Most courses in Thailand also have ‘comfort stops’ every three-four holes where you can get some ice, drink, food or use the restroom in facilities akin to a plush halfway house back home. It all makes playing in searing temperatures do-able if you let the buggy do the donkey work and refuel regularly.
After a final night in Bangkok at the cool Akara Hanuman Sky Bar, we headed for the hills on a three-hour road trip to Khao Yai, where temperatures are cooler. We stayed in the DusitD2 hotel with infinity pool but for train enthusiasts, the nearby railway-themed the InterContinenal also looked a jaw-dropping option.
After ditching the bags, we headed to Khao Yai Country Club , which was designed by Jack Nicklaus. This was another step up in calibre , set amidst the backdrop of forest-covered hills by the national park , which clearly was home for lots of wildlife, including elephants and er..snakes, if you strayed far off the fairway.
Here I learned another valuable lesson about golfing in Thailand: beware playing the keen-gambling locals for money! I had a sub 80 round, including three birdies, and my partner and I still managed to lose on the last in fourball betterball to a couple of Thais, whose caddies appeared to even give them preferred lies in the deep rough.
Nevertheless the stunning scenery and 6285-yard course off the whites was still a joy with four par 5s and four par 3s so we took defeat gracefully....I think. After shaking hands and handing over 500 Baht, the local Singha beer, which they tend to drink with ice, hit the spot as we all reflected on a memorable game.
Dinner followed at Midwinter in Khao Yai, where the nightlife in the region is noticeably more subdued than Bangkok - but then again most places are. Here local specialities included raw shrimp, which was another first, but there were no repercussions ahead of our final course in the mock Italian village of Toscana.
Toscana Valley Country Club is nestled in the hills with beautiful views over the valley. The immaculate course had a wow factor from the moment we stood on the first tee and looked down to a par four with a green heavily guarded by water.

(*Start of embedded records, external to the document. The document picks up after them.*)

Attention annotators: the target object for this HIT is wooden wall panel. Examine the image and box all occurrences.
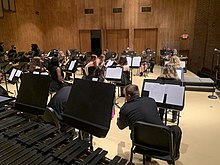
[106,29,129,53]
[0,0,4,18]
[79,30,91,52]
[134,29,157,54]
[106,30,118,52]
[0,0,201,69]
[117,29,129,52]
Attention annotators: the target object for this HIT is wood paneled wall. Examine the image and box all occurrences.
[106,29,129,52]
[190,0,220,73]
[0,0,197,65]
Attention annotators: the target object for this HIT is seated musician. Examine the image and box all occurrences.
[0,71,8,96]
[94,55,105,82]
[140,48,155,76]
[8,45,17,55]
[117,85,182,161]
[157,65,182,123]
[146,48,155,73]
[49,57,68,92]
[169,49,181,68]
[160,47,172,66]
[140,50,148,76]
[29,56,48,73]
[0,42,4,52]
[116,56,131,97]
[84,54,98,80]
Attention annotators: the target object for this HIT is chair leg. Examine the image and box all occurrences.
[130,149,133,162]
[143,154,146,164]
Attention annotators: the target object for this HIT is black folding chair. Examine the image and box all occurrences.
[130,122,179,165]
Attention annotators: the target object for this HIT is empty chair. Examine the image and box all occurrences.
[130,121,179,165]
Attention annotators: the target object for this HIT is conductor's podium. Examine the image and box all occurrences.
[184,77,215,92]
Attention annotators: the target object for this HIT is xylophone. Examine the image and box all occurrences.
[0,107,132,165]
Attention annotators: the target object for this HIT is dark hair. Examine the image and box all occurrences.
[50,57,59,66]
[124,84,140,99]
[119,56,128,65]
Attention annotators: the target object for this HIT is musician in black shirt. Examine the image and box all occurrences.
[117,85,182,162]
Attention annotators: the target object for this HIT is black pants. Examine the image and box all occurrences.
[159,108,177,121]
[168,125,182,158]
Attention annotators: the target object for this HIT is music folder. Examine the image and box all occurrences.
[105,67,122,81]
[62,79,115,137]
[141,79,185,110]
[126,56,141,68]
[8,68,22,84]
[176,68,184,82]
[15,73,50,115]
[67,60,77,72]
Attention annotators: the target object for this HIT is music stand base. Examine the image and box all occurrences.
[208,95,218,99]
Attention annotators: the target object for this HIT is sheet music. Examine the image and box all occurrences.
[105,67,122,80]
[144,82,165,103]
[132,56,141,67]
[126,57,131,66]
[106,60,114,68]
[180,61,186,68]
[68,60,76,70]
[92,77,98,81]
[8,68,17,81]
[33,71,40,74]
[41,72,49,76]
[15,70,22,77]
[165,84,184,106]
[176,69,183,80]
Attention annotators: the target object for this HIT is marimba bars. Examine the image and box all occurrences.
[0,108,133,165]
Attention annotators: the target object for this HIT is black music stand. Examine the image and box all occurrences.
[105,67,123,109]
[61,79,115,149]
[62,78,115,137]
[141,79,185,125]
[15,73,50,115]
[0,62,11,93]
[0,95,15,109]
[65,60,78,80]
[126,55,141,83]
[8,68,22,93]
[208,52,220,99]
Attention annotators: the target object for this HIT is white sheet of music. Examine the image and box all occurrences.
[33,71,40,74]
[15,70,22,77]
[126,57,132,66]
[144,82,165,103]
[106,60,114,68]
[180,61,186,68]
[41,72,49,76]
[132,56,141,67]
[68,60,76,70]
[92,77,98,81]
[105,67,122,80]
[8,69,17,81]
[165,84,185,106]
[176,69,183,80]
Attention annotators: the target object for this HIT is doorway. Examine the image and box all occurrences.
[90,30,102,56]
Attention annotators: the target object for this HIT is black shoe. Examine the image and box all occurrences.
[171,119,176,123]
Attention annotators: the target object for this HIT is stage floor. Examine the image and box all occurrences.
[1,66,220,165]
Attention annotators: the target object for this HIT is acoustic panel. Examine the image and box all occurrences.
[63,79,115,137]
[0,0,4,17]
[15,74,50,114]
[2,0,9,10]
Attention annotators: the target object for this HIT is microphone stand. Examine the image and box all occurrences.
[208,53,219,99]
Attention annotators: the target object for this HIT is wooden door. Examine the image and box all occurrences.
[134,29,157,54]
[106,29,129,53]
[79,30,91,52]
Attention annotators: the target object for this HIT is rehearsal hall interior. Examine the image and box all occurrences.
[0,0,220,165]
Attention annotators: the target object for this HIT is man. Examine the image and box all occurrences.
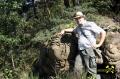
[60,11,106,78]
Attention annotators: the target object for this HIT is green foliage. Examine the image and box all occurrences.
[0,0,118,79]
[93,0,112,13]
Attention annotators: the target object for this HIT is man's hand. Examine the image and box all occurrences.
[93,44,101,48]
[58,28,73,35]
[58,30,65,35]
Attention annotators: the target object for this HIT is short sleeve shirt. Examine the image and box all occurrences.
[73,21,104,50]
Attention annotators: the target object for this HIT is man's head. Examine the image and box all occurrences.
[74,11,85,24]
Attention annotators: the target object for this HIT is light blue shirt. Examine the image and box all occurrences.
[74,21,104,50]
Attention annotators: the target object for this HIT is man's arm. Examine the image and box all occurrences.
[60,28,74,35]
[95,31,106,48]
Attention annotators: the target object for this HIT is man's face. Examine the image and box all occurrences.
[75,17,84,24]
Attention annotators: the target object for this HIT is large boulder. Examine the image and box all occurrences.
[104,32,120,79]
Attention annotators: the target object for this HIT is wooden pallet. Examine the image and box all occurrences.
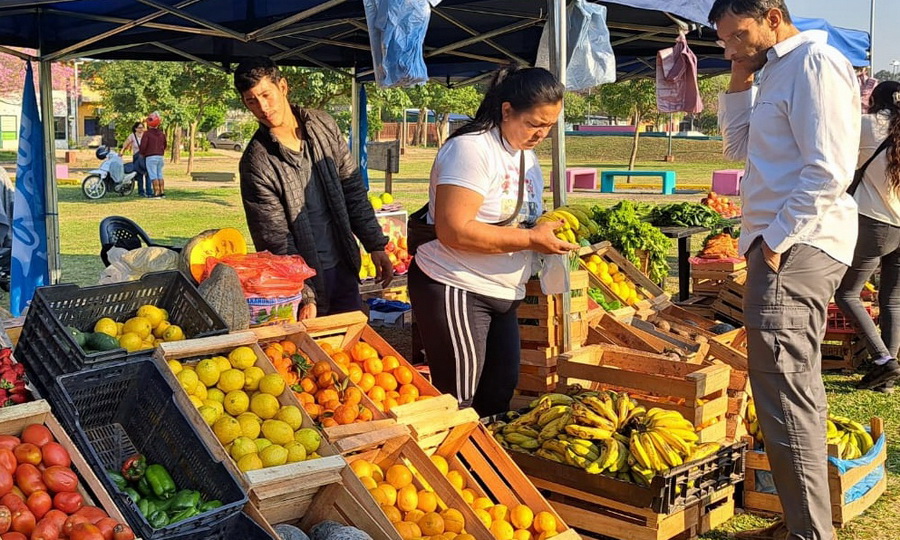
[534,479,734,540]
[558,345,731,442]
[154,331,346,523]
[744,418,887,528]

At Toscana they claim every hole is a signature hole and it was hard to argue with water in play at every turn as the course weaved through narrow gorges and over ravines to greens on plateaus. They also didn’t just have island greens but island tees too.
Assisted by my fantastic caddie ‘Aoi’ - pronounced ‘oi’ she said - I was really chuffed to play my best golf here. Not only did ‘Aoi’ give perfect reads on putts, but her club selection usually matched my own thoughts and probably gave me more confidence to commit to the shot.
With her help, I played the four par 3s in two-under and finished with a four-over 76 in a five-ball - yes the Thais play as they like - to win the Baht which went back in the kitty for dinner at the clubhouse. Here we were treated to delicious squid and steak, accompanied by more live music with drinks provided by renowned Thai importer BNK Pattaya Wine, who supported the trip by the Thailand Tourism Authority.
Around 600,000 Brits visit Thailand every year but there are plans to grow numbers to around 1m annually using golf as a big attraction. That was a message at the 2024 Thailand Golf Travel Mart which we attended in the capital as guests of Chatree Selahom from the London office of TTA.
Here we met a number of representatives from resorts from all over the country plus exhibitors including Scotsman Michael Moir , who quit a potential life on tour to set-up his own successful golf clothing brand Fenix, which is based in Thailand and exports to the UK.
He is one of thousands of ex-pats who have made Thailand their home and I can see the appeal as your money goes so far over there. But personally I would be quite delighted just to visit again as a tourist using the 60-day visa free entry to check out more of its 250 golf courses.
Or if you are struggling with your game, just leave the clubs at home and you will still have a brilliant time enjoying the climate, food, nightlife, scenery and affordable luxury experiences.